The cable industry urged the Supreme Court Tuesday to uphold Federal Communications Commission rules designed to keep cable-modem service deregulated and free from old-style telephone-company access mandates.
The court also heard from the other side -- Internet-service providers that want mandated access to cable’s high-speed platform to ensure that a network owner can’t rob the Internet of innovation and competition by excluding rivals.
Paul T. Cappuccio, executive vice president and general counsel of Time Warner Inc., owner of the second-largest cable company, said the FCC properly determined that when cable lines are used to transmit high-speed data, cable companies are offering an unregulated information service. “I would say that’s entitled to utmost deference,” he added.
Thomas Goldstein, the attorney for Brand X Internet Services, an ISP that successfully appealed the FCC’s 2002 ruling, claimed that federal law classifies cable-modem service as a telecommunications service subject to open-access rules.
The FCC’s ruling, he said, was a “legal error,” which the high court should not endorse.
The case will turn on whether or not the high court concludes that the FCC should enjoy the latitude to shape communications policy to conform with the deregulatory goals of Congress that were established in the Telecommunications Act of 1996. No constitutional issues are involved.
Nevertheless, Justice Antonin Scalia asked a number of pointed questions about whether it was plausible for the FCC to conclude that just because cable offers transmission and content in a combined offering, cable is not offering a telecommunications service. “Have I stopped offering the broadband?” he asked.
Cappuccio insisted that the regulatory classification of cable-modem service hinged on the manner in which it is offered to consumers, not on the manner in which others would like to see it offered.
“It still doesn’t explain to my satisfaction why it’s a different product,” said Scalia, for whom Cappuccio once worked as a clerk.
Department of Justice attorney Thomas Hungar said the FCC’s ruling was a reasonable interpretation of the law and the commission deserved judicial deference on that basis.

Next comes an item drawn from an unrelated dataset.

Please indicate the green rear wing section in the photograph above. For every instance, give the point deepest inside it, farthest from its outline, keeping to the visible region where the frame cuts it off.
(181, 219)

Goldstein -- seldom interrupted by the nine justices during his 30-minute time allotment -- outlined his understanding of the statutory scheme laid down by Congress. The law, he said, clearly required cable-modem service to be classified as a telecommunications service, adding that Congress also authorized the FCC to strip away access rules if justified by market conditions.
The flaw in the FCC’s reasoning, Goldstein said, was that a telecommunications-service provider could add an information feature, however marginal to the main product, solely for the purpose of escaping regulation.
In that sense, he added, the law did not authorize the FCC to allow telecommunications-service providers to opt out of the law, or “self-deregulate.”
A few issues highlighted going into the case were not raised at oral argument.
The U.S. Court of Appeals for the Ninth Circuit struck down the FCC’s cable-modem rules without giving the agency’s reasoning substantive review. Some observers thought the high court might remand the case to the Ninth Circuit with instructions to conduct such a review. None of the justices raised the remand issue.
“The justices appeared willing to grapple with the substantive issues themselves, rather than sending the case back to the lower court,” Legg Mason Wood Walker Inc. analyst Blair Levin said.
Levin added that he believed that based on the oral argument, the high court would side with the FCC and cable, although Brand X and the other ISPs had “a fighting chance” to prevail.
The Ninth Circuit reversed the FCC based on a prior decision regarding cable-modem service in which the agency’s rules were not at issue. The administrative-law question of whether the FCC needs to race a party to court in order to gain normal judicial review did not factor into the debate.
The court is expected to issue a ruling by late June or early July.